President of the Royal College of Midwives
- In office 1987–1994

Personal details
- Born: Margaret Anne Brain 23 April 1932
- Died: 5 June 2024 (aged 92)
- Education: Northampton High School
- Profession: Midwife
- Awards: CBE (1988) FRCOG (1991) DBE (1994)

= Margaret Wheeler (midwife) =

British midwife and public servant

Dame Margaret Anne Wheeler, ( Brain; 23 April 1932 – 5 June 2024) was a British midwife and public servant. She served as president of the Royal College of Midwives from 1987 to 1994.

==Biography==
Wheeler was born on 23 April 1932 to Charles and Leonora Brain.
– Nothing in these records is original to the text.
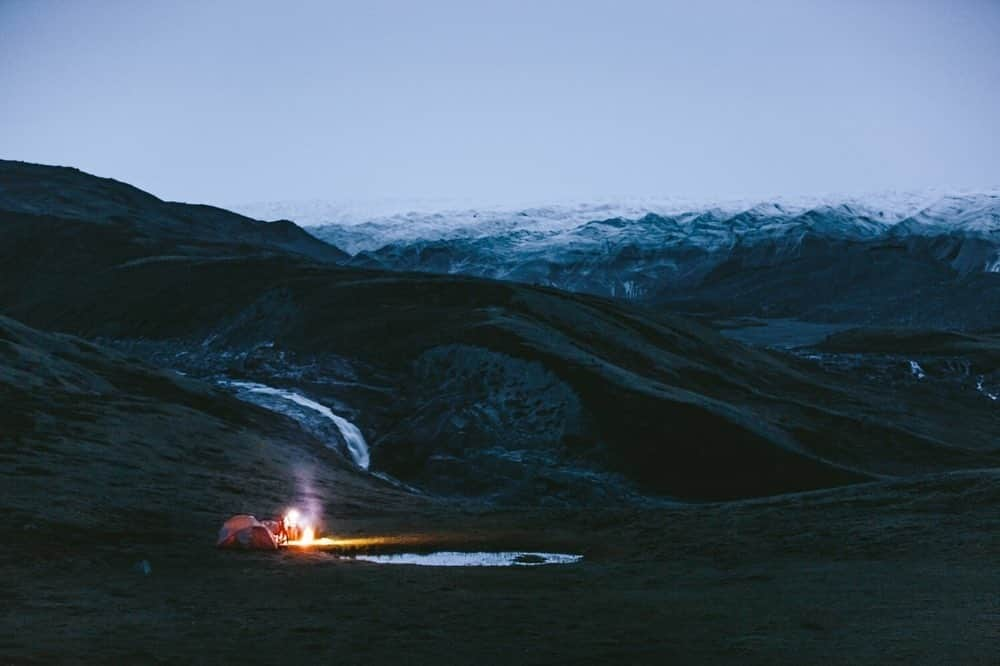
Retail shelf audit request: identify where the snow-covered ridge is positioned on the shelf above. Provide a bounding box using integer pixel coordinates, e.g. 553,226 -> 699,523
233,189 -> 1000,254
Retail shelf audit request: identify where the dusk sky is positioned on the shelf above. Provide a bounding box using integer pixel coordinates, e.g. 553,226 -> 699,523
0,0 -> 1000,204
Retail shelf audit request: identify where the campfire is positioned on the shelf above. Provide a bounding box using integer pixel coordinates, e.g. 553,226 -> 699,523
216,508 -> 336,550
277,509 -> 334,548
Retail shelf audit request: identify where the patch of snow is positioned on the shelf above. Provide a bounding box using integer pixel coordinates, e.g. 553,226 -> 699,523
226,381 -> 371,469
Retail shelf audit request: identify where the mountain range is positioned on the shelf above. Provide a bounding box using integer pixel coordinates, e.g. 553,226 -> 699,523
242,191 -> 1000,330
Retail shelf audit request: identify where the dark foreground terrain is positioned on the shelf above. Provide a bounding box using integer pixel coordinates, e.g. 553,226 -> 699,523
7,472 -> 1000,664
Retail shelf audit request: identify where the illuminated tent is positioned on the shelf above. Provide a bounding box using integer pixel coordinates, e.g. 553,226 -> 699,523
215,514 -> 278,550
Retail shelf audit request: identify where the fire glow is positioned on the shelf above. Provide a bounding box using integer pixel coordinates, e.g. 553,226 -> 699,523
279,509 -> 336,548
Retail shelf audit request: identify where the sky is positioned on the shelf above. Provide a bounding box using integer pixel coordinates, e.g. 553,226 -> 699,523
0,0 -> 1000,205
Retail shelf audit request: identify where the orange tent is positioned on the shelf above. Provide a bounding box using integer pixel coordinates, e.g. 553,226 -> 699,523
215,514 -> 278,550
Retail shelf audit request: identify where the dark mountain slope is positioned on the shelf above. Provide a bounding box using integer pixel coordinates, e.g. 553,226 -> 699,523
0,167 -> 998,502
0,317 -> 412,549
0,160 -> 347,262
12,249 -> 996,497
She was educated at Northampton High School, an all-girls independent school. She undertook her nursing training at Westminster Hospital, becoming a state registered nurse (SRN) in 1953. She then moved to Northampton and Epsom Hospitals to undertake midwifery training becoming a State Certified Midwife (SCM) in 1956. Having trained as a nurse and then as a midwife, she was a medical missionary with the United Society Partners in the Gospel in India. Having returned to the United Kingdom, she completed the Midwife Teachers' Diploma (MTD) in 1966. Working in hospitals and maternity homes in England and Wales, she ended her career as chief administrative nursing officer of the South Glamorgan Health Authority from 1977 to 1988.
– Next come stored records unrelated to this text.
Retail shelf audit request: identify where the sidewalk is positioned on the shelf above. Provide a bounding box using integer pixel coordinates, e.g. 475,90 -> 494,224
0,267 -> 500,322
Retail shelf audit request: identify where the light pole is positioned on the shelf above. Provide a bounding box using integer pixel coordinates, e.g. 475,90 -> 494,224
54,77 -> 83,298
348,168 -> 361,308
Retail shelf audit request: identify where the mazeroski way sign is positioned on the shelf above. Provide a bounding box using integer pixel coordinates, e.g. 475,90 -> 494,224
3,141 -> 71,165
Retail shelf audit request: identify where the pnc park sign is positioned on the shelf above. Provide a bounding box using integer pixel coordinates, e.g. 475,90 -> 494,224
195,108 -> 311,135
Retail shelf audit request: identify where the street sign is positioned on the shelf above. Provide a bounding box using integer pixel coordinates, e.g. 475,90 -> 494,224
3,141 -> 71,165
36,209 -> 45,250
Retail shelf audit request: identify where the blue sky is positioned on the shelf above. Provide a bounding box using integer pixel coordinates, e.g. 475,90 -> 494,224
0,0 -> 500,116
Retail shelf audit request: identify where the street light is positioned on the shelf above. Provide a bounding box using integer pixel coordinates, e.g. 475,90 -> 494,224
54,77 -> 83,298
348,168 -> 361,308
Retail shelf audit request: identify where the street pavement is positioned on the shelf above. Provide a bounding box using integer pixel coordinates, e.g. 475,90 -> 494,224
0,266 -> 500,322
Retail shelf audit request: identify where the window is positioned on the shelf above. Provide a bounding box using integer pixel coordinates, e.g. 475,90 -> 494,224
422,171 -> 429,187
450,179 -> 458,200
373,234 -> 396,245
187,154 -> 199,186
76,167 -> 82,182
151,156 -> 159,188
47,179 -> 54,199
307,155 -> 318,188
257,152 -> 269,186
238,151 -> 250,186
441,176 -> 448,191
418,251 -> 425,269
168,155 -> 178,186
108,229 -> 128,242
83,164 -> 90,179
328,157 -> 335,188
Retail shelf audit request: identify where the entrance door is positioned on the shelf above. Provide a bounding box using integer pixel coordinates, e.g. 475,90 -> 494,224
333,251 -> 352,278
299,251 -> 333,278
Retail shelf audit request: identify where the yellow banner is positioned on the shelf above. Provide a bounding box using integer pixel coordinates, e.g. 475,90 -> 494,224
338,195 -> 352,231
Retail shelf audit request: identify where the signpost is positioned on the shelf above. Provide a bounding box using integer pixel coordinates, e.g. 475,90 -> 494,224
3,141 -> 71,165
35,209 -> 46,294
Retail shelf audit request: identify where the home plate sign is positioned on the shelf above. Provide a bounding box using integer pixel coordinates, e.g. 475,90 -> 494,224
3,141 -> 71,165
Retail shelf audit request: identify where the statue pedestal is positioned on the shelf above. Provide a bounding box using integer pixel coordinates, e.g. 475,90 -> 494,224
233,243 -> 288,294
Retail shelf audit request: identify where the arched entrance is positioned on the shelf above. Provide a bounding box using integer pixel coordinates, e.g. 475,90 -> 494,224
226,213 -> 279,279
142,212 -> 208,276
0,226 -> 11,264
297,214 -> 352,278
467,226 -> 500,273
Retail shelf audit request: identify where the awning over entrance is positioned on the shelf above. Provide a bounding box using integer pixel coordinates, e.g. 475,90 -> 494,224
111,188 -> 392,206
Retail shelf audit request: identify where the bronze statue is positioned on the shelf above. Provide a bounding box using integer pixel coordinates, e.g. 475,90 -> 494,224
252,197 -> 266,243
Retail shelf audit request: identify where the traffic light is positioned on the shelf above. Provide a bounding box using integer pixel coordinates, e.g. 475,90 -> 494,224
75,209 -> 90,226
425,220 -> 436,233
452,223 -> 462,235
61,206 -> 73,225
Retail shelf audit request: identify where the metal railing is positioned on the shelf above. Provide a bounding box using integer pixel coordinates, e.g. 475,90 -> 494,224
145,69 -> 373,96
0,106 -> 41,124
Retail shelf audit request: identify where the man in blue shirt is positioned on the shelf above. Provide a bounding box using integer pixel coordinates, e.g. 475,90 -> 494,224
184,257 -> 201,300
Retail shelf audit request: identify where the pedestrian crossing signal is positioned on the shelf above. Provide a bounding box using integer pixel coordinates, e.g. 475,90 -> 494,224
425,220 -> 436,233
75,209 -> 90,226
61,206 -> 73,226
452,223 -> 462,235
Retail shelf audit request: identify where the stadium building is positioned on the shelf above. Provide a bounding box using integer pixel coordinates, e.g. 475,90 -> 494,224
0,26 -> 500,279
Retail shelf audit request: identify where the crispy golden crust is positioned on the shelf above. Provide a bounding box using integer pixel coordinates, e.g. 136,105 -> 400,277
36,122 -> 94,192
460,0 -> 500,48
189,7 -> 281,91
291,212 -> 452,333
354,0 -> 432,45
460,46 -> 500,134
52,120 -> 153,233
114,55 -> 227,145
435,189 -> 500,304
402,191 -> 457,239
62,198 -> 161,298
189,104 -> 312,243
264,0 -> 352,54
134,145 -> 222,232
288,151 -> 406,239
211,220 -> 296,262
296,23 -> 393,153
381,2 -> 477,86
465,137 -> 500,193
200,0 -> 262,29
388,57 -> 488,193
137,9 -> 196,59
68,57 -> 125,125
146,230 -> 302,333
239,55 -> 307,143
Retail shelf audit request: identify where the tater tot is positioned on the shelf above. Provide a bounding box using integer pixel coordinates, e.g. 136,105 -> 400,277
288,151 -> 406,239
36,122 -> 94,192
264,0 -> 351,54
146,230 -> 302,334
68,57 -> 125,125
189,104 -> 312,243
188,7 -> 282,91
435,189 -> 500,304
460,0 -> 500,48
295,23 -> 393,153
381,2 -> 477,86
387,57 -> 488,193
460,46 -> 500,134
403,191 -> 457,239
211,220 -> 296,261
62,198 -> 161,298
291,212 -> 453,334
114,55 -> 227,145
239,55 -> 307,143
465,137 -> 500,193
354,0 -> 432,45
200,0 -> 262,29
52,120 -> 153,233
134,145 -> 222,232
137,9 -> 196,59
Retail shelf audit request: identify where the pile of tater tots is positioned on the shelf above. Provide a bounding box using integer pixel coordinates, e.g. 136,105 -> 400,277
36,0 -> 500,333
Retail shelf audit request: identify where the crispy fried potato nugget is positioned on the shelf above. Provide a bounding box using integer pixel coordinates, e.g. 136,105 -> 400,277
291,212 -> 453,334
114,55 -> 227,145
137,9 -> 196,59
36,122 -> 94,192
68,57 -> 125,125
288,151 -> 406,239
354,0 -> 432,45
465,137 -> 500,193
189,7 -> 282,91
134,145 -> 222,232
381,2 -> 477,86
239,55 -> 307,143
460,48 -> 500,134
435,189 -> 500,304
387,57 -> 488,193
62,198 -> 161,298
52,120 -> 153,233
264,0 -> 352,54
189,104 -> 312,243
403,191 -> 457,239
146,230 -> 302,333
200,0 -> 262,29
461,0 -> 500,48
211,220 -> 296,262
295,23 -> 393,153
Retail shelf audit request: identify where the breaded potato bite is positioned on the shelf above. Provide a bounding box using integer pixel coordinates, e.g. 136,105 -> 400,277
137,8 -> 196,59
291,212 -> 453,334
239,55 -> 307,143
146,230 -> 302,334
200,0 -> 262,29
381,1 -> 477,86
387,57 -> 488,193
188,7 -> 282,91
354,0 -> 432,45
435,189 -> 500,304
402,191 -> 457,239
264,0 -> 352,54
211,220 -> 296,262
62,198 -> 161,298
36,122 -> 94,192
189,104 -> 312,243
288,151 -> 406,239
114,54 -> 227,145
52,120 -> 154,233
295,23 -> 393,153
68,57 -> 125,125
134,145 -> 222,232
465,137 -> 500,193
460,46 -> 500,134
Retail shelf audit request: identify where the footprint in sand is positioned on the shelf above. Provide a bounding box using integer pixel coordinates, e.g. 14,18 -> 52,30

In addition, she served as president of the Royal College of Midwives from 1987 to 1994, having become a member of the Council in 1970. She was a champion for keeping midwifery as a dedicated, independent profession, rather than a sub-field of nursing. She also held a number of public appointments, such as membership of the Standing Midwifery Committee, Welsh National Board (1982–1987), of the Department of Health's Standing Nursing and Midwifery Advisory Committee (1987–1993), and of the Women's National Commission. She also served as the treasurer of the International Confederation of Midwives from 1978 to 1990.
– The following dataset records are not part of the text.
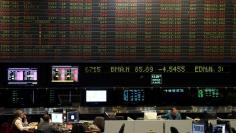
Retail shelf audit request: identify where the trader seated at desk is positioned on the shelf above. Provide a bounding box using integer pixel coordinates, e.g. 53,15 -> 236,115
38,114 -> 61,133
161,107 -> 182,120
12,110 -> 34,133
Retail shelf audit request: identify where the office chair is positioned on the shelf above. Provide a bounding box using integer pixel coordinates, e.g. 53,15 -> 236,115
170,127 -> 179,133
94,116 -> 105,132
119,123 -> 125,133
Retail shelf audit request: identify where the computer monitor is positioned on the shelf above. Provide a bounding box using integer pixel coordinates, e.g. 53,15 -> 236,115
192,123 -> 205,133
67,111 -> 79,123
86,90 -> 107,103
8,68 -> 38,85
212,124 -> 225,133
52,66 -> 79,83
51,113 -> 63,124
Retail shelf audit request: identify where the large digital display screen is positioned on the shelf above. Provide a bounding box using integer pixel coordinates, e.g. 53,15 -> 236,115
123,89 -> 145,104
52,66 -> 79,83
86,90 -> 107,103
0,0 -> 236,62
8,68 -> 38,85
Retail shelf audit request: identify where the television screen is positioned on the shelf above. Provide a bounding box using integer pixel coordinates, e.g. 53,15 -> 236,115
51,113 -> 63,123
212,124 -> 225,133
8,68 -> 37,85
52,66 -> 79,83
67,111 -> 79,123
192,123 -> 205,133
86,90 -> 107,102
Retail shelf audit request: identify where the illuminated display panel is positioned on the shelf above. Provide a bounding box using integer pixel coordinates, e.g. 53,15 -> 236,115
52,66 -> 79,83
123,89 -> 145,104
86,90 -> 107,103
8,68 -> 38,85
0,0 -> 236,62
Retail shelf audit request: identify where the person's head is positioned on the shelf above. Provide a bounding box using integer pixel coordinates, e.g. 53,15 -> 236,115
171,107 -> 178,115
43,114 -> 50,122
15,109 -> 24,118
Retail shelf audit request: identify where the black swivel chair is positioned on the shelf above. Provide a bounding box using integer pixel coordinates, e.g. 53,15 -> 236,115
170,127 -> 179,133
119,123 -> 125,133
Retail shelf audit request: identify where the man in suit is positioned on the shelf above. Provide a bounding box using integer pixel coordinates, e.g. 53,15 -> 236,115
12,110 -> 33,133
38,114 -> 60,133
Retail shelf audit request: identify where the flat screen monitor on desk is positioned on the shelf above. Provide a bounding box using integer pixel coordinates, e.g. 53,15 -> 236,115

In 1985, Margaret Brain married Peter Wheeler . He died only three years later, in 1988, the same year that she retired. In her final years she trained for lay ministry in the Church of England, and she was licensed as a reader in 2001. She died on 5 June 2024, aged 92. Her funeral was held at St James's Church, Exeter.

==Honours==
In the 1989 New Year Honours, Wheeler was appointed Commander of the Order of the British Empire (CBE) in recognition of her work as chief administrative nursing officer of the South Glamorgan Health Authority. In the 1994 New Year Honours, she was promoted to Dame Commander of the Order of the British Empire (DBE) "for services to midwifery", and thereby granted the title dame.

In 1991, Wheeler was elected Fellow of the Royal College of Obstetricians and Gynaecologists (FRCOG), the first midwife to be so honoured.